Come potrebbe essere diverso il risultato finale da una torta di inquietudine interiore?

Ho scelto il Copernico per un’atmosfera, credo. Una decisione di pancia di cui mi sono convinta sempre più strada facendo, nonostante i tre fissi in matematica e fisica. Però lì, nel mio piccolo, assemblee d’istituto a parte, ho trovato una comunità, una comunità fatta di qualche buon amico, professori che non erano solo professori, personale ATA che non era solo un anonimo strumento, bensì un manipolo di persone con cui godere dell’arte del reciproco interesse.

Una comunità che, oltretutto, mi ha cambiata molto. Ho varcato quelle porte da acerba ragazzina: superficiale, molto sciocca, priva d’intenti e -ahimè- con un look terribile. Come tutti, dopotutto: è difficile essere vasti a quattordici anni (e anche avere buon gusto in fatto di capelli e vestiti) .

Ad ogni modo, poi qualcuno mi ha fatto leggere i libri giusti, ed è scattato qualcosa.
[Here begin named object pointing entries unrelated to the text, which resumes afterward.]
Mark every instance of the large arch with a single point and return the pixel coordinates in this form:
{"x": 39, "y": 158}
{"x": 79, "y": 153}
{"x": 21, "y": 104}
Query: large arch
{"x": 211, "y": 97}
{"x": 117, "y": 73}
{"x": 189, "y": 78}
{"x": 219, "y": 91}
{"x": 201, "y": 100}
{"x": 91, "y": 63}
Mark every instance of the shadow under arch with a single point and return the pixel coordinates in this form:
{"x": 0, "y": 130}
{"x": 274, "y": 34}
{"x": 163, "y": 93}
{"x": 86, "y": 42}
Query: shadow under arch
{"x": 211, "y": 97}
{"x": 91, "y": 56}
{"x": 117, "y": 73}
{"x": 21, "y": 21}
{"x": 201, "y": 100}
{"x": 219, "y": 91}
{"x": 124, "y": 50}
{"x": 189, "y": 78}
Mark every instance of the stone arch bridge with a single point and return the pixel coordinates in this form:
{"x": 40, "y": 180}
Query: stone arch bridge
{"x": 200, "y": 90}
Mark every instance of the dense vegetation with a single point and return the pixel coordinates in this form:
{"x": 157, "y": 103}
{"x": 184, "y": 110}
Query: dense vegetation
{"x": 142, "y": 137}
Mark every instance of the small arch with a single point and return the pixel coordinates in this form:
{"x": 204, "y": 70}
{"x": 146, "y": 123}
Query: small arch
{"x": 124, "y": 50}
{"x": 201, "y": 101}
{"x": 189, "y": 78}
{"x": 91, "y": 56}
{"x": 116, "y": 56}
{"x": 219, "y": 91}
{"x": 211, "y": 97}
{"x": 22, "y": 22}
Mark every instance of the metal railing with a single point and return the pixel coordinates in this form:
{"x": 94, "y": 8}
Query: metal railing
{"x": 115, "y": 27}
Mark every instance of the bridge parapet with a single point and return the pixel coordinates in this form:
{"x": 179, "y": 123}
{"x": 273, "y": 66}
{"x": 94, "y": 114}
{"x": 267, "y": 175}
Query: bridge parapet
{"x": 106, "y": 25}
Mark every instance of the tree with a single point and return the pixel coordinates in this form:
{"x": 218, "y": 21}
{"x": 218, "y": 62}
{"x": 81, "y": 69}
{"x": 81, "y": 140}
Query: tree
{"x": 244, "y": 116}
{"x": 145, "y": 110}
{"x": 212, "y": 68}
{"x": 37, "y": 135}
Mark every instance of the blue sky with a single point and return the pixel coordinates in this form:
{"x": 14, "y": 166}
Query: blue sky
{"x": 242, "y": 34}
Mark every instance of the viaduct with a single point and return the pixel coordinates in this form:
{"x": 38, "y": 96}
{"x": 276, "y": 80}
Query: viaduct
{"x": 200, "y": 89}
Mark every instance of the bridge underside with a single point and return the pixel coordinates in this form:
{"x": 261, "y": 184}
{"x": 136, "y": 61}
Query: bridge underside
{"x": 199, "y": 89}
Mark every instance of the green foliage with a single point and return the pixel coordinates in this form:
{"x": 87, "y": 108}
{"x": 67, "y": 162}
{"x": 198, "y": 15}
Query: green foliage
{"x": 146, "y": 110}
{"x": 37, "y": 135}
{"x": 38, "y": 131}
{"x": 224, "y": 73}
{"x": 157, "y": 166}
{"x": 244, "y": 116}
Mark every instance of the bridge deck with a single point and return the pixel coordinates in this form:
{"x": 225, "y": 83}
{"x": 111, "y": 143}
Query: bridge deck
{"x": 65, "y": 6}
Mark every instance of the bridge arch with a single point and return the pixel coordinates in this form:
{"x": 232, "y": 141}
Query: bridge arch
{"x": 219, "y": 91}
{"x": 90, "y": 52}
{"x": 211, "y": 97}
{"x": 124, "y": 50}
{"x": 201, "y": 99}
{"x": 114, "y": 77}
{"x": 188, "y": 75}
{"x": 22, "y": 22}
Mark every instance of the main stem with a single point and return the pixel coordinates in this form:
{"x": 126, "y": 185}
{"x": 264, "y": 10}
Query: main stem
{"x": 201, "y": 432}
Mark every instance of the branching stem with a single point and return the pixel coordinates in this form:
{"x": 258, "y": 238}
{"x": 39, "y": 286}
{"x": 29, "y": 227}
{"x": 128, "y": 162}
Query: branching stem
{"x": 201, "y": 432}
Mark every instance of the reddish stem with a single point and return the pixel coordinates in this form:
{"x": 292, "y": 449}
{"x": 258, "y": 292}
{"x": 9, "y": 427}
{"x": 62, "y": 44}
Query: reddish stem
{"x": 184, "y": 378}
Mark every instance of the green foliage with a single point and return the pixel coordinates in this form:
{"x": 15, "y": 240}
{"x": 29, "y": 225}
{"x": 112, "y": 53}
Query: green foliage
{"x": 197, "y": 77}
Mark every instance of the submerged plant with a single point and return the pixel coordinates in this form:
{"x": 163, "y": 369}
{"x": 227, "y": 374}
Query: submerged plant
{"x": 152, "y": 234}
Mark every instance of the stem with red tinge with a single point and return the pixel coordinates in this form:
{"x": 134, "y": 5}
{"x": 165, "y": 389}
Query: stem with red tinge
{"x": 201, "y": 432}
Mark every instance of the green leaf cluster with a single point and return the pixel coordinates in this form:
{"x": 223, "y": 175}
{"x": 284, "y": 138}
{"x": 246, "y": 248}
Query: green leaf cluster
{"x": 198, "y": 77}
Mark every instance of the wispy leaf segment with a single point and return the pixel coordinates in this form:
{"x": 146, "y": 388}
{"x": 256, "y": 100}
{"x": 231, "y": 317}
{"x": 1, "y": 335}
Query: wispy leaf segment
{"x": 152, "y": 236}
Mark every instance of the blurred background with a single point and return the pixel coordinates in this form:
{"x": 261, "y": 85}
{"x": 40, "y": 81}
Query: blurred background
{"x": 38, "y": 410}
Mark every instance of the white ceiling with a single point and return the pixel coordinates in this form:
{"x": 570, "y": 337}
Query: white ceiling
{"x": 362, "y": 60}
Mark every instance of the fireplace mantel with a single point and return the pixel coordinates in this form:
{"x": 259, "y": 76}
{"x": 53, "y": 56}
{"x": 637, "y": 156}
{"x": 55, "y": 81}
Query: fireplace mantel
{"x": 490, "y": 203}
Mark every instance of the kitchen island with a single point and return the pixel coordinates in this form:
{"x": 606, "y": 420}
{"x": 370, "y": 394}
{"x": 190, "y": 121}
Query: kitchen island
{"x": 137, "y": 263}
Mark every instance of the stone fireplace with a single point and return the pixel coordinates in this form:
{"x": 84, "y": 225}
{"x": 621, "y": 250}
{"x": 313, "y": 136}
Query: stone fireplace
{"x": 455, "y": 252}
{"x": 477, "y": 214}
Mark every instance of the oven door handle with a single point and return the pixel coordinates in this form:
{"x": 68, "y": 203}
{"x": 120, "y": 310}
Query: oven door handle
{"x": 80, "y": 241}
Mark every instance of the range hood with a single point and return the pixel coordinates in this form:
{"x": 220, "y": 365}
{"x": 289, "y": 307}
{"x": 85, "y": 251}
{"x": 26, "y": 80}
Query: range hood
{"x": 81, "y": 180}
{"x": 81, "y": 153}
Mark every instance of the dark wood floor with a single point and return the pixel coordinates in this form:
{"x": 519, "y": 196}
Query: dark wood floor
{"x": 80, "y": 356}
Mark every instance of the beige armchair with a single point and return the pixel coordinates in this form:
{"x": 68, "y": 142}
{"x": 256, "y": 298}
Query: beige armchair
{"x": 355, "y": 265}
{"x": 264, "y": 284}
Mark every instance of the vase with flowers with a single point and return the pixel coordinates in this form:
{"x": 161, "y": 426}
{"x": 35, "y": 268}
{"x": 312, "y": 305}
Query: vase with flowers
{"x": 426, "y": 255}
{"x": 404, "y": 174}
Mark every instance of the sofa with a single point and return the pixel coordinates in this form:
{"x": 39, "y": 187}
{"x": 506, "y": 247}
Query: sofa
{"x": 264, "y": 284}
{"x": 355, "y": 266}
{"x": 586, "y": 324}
Mi si è accesa la coscienza sociale, come una fiammella, senza preavviso. Però, devo dire, ho chiaro dentro che quell’accensione è stata in qualche modo una scelta.
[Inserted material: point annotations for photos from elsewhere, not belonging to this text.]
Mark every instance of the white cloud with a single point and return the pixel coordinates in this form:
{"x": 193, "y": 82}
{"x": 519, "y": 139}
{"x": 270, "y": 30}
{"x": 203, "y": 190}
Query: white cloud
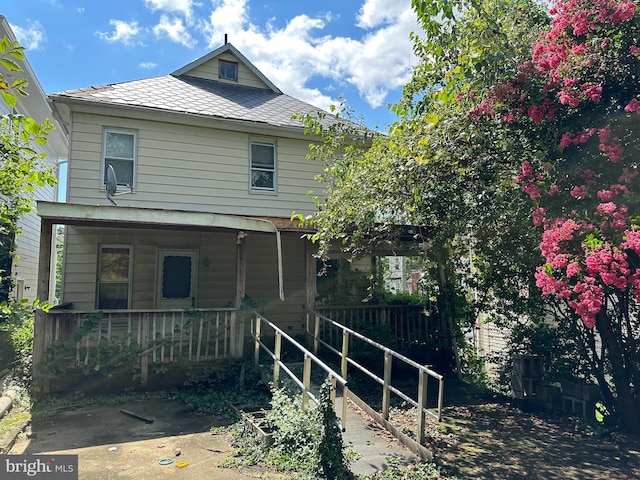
{"x": 124, "y": 32}
{"x": 375, "y": 13}
{"x": 172, "y": 6}
{"x": 293, "y": 56}
{"x": 31, "y": 37}
{"x": 175, "y": 30}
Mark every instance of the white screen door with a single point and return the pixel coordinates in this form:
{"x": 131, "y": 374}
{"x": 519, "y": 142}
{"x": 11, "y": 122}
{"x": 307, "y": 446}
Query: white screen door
{"x": 177, "y": 278}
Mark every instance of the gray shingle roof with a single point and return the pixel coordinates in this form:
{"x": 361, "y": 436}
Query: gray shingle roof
{"x": 197, "y": 96}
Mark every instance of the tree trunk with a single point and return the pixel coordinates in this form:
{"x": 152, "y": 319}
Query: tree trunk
{"x": 627, "y": 403}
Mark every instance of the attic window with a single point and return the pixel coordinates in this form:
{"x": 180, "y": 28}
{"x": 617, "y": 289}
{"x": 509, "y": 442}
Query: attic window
{"x": 228, "y": 70}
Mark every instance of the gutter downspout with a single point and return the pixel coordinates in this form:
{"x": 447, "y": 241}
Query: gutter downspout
{"x": 279, "y": 253}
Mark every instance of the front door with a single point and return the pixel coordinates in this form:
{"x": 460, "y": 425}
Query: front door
{"x": 177, "y": 278}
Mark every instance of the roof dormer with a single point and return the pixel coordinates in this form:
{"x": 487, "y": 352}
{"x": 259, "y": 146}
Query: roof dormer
{"x": 226, "y": 64}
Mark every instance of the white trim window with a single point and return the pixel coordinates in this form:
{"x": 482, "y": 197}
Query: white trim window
{"x": 120, "y": 151}
{"x": 263, "y": 166}
{"x": 228, "y": 70}
{"x": 114, "y": 277}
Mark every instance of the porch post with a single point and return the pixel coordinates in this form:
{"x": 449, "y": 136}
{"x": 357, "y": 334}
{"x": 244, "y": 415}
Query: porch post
{"x": 310, "y": 273}
{"x": 237, "y": 327}
{"x": 42, "y": 332}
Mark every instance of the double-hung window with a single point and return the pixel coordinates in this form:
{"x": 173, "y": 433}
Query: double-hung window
{"x": 114, "y": 277}
{"x": 228, "y": 70}
{"x": 120, "y": 152}
{"x": 263, "y": 166}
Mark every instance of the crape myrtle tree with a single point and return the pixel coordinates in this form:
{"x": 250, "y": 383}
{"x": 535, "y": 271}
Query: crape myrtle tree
{"x": 575, "y": 105}
{"x": 436, "y": 168}
{"x": 21, "y": 166}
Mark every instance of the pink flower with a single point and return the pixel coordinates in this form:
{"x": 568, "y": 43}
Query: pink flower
{"x": 607, "y": 208}
{"x": 593, "y": 92}
{"x": 573, "y": 269}
{"x": 579, "y": 192}
{"x": 634, "y": 104}
{"x": 538, "y": 215}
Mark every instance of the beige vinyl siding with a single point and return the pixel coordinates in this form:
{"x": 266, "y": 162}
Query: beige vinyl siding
{"x": 209, "y": 70}
{"x": 216, "y": 287}
{"x": 25, "y": 268}
{"x": 191, "y": 168}
{"x": 262, "y": 280}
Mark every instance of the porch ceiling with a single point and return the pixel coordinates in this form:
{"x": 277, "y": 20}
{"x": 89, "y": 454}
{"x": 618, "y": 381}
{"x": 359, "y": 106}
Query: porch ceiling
{"x": 106, "y": 215}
Non mi è solamente capitato, l’ho anche voluto.

L’ho voluto nel momento in cui ho intuito che una coscienza sociale dava a me -e ai miei problemi- la giusta dimensione.

Empatizzare e cooperare aiuta a correggere le distorsioni del proprio specchio.
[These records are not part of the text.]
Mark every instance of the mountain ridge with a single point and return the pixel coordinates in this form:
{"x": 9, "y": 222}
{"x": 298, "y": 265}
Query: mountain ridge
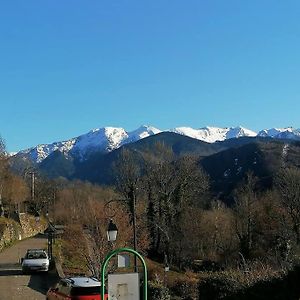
{"x": 107, "y": 139}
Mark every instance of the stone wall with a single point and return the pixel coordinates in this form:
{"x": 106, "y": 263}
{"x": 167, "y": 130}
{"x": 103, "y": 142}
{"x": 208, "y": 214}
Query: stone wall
{"x": 20, "y": 227}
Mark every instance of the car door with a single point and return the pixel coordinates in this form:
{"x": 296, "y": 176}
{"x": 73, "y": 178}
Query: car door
{"x": 61, "y": 292}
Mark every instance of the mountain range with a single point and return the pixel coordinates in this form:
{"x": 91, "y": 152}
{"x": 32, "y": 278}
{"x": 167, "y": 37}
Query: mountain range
{"x": 225, "y": 154}
{"x": 107, "y": 139}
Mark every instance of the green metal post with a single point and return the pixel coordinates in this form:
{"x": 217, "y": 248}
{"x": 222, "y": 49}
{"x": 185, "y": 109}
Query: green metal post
{"x": 107, "y": 259}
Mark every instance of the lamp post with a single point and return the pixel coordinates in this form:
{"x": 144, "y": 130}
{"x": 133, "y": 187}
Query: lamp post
{"x": 50, "y": 231}
{"x": 133, "y": 223}
{"x": 112, "y": 232}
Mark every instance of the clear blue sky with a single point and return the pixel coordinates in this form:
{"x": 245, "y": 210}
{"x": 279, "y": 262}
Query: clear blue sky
{"x": 70, "y": 66}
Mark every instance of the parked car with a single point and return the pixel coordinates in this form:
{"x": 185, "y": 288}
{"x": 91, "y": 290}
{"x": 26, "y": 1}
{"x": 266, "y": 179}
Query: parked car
{"x": 79, "y": 288}
{"x": 35, "y": 260}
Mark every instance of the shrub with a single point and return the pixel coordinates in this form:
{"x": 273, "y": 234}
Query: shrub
{"x": 157, "y": 290}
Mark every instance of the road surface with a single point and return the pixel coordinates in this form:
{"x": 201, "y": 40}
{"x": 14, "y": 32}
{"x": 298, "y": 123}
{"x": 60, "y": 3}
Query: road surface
{"x": 13, "y": 284}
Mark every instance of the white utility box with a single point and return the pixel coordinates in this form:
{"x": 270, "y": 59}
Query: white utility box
{"x": 125, "y": 286}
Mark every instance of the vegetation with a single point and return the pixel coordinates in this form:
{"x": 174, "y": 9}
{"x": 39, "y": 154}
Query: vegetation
{"x": 214, "y": 249}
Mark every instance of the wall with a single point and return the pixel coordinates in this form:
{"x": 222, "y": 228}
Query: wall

È inutile poi dare la colpa a insegnanti o genitori se non si ha coscienza sociale e non si crede in nulla, è una responsabilità del singolo. Nessuna delle persone che sta leggendo queste righe ha un ritardo tale da giustificare un’incapacità di pensiero autonomo e di ricerca. Ognuno di noi ha il dovere di scegliere come affrontare il mondo, e a tutti conviene che non sia solo una nuda lotta contro i mulini a vento dell’ego.